Vauban

What changes when models change?

Open-source behavioral diffing for language models.

Vauban helps researchers and engineers audit model transformations: fine-tunes, checkpoint updates, merges, prompt wrappers, steering interventions, quantization variants, and post-training runs. It asks what changed behaviorally, what evidence supports that claim, and how strong the claim can be given the access available.

Model transformations are the object. Access-aware auditing is the method. Vauban Reports are the artifact.

Named after Sébastien Le Prestre de Vauban, the military engineer who worked both siege and fortification. Vauban does the same for model behavior: map the boundary, test the change, inspect the evidence, and produce a report.

What it does

Vauban is a TOML-first CLI for model behavior change reports:

compare behavior across model states, prompts, and interventions
measure refusal, over-refusal, uncertainty, compliance, and side effects
inspect activation-space evidence when it helps explain a behavioral change
state the access level behind each claim instead of over-reading the evidence
produce JSON and Markdown Model Behavior Change Reports that can be shared and rerun
keep controlled interventions, defenses, and stress tests as supporting tools

The primary interface is not a pile of subcommands. It is:

vauban <config.toml>

All pipeline behavior lives in the TOML file.

Vauban is related to model diffing, but the product surface is narrower and more practical: behavioral diffs and model behavior change reports. Model-diffing methods are useful when they help answer what changed, why it matters, and what evidence supports the claim.

The core question is practical model-change management:

We fine-tuned a model. Did it become weird?
We changed a prompt template. Did safety regress?
We quantized this model. Did behavior drift?
This new checkpoint benchmarks better. What did it sacrifice?
Can we ship this model update without surprises?

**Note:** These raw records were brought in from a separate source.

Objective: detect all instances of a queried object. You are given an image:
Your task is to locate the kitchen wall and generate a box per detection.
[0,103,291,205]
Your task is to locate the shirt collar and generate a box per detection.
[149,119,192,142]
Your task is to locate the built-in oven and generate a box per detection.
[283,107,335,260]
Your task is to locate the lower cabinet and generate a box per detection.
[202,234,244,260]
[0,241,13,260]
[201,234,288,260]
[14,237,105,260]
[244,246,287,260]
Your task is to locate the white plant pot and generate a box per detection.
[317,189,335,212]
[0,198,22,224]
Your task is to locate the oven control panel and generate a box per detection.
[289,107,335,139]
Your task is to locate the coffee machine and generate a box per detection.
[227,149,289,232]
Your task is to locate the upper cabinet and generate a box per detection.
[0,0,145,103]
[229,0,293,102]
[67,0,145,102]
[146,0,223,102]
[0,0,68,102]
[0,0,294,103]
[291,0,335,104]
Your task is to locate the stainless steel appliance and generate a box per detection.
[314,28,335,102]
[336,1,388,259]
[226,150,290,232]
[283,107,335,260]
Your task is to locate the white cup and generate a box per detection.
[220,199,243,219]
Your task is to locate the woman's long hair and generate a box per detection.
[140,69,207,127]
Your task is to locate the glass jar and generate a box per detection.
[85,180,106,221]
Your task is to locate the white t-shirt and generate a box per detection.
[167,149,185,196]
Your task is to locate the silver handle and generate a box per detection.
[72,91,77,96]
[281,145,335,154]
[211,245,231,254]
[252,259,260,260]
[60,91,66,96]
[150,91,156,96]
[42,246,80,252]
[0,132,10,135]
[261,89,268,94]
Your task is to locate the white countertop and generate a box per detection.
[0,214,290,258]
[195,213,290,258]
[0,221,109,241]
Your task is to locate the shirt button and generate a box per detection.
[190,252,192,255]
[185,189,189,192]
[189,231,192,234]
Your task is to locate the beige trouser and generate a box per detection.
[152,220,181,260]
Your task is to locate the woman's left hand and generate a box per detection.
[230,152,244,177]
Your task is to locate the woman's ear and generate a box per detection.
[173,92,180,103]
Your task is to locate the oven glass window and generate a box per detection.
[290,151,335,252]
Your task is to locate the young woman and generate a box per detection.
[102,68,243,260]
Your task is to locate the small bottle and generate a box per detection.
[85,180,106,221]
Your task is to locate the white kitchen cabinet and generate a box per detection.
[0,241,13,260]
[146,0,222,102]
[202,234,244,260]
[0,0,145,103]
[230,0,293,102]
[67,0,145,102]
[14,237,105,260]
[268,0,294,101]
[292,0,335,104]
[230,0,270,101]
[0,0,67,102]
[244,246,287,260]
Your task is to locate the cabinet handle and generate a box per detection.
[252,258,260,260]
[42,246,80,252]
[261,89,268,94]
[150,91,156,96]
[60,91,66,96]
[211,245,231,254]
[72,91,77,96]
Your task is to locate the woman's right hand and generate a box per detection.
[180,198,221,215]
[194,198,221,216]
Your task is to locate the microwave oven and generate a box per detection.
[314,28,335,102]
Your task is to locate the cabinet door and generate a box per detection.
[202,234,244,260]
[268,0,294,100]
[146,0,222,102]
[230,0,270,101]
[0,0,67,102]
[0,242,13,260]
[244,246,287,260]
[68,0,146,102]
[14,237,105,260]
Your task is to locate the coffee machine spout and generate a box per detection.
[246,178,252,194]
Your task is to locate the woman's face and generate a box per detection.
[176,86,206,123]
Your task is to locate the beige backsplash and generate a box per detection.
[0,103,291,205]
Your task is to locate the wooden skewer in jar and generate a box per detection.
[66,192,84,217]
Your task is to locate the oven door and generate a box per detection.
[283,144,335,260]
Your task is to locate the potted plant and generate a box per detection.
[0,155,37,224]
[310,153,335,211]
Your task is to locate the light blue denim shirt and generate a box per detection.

Conceptually, the center is:

vauban diff model_before model_after --suite behavior_suite.toml --report report.md

The durable interface remains TOML-first: configs should encode the same comparison, suite, evidence, limitations, and output report in a shareable file.

Access-aware auditing

Vauban should not make the same claim from every evidence source. The report language depends on what you can observe:

Access	What Vauban can support	Claim strength
One model or endpoint snapshot	Behavioral profile	"This is what the model did under this suite."
Two output traces or run reports	Behavioral diff	"Behavior changed across these observed snapshots."
Endpoint with logprobs	Distributional diff	"Token probabilities shifted in these cases."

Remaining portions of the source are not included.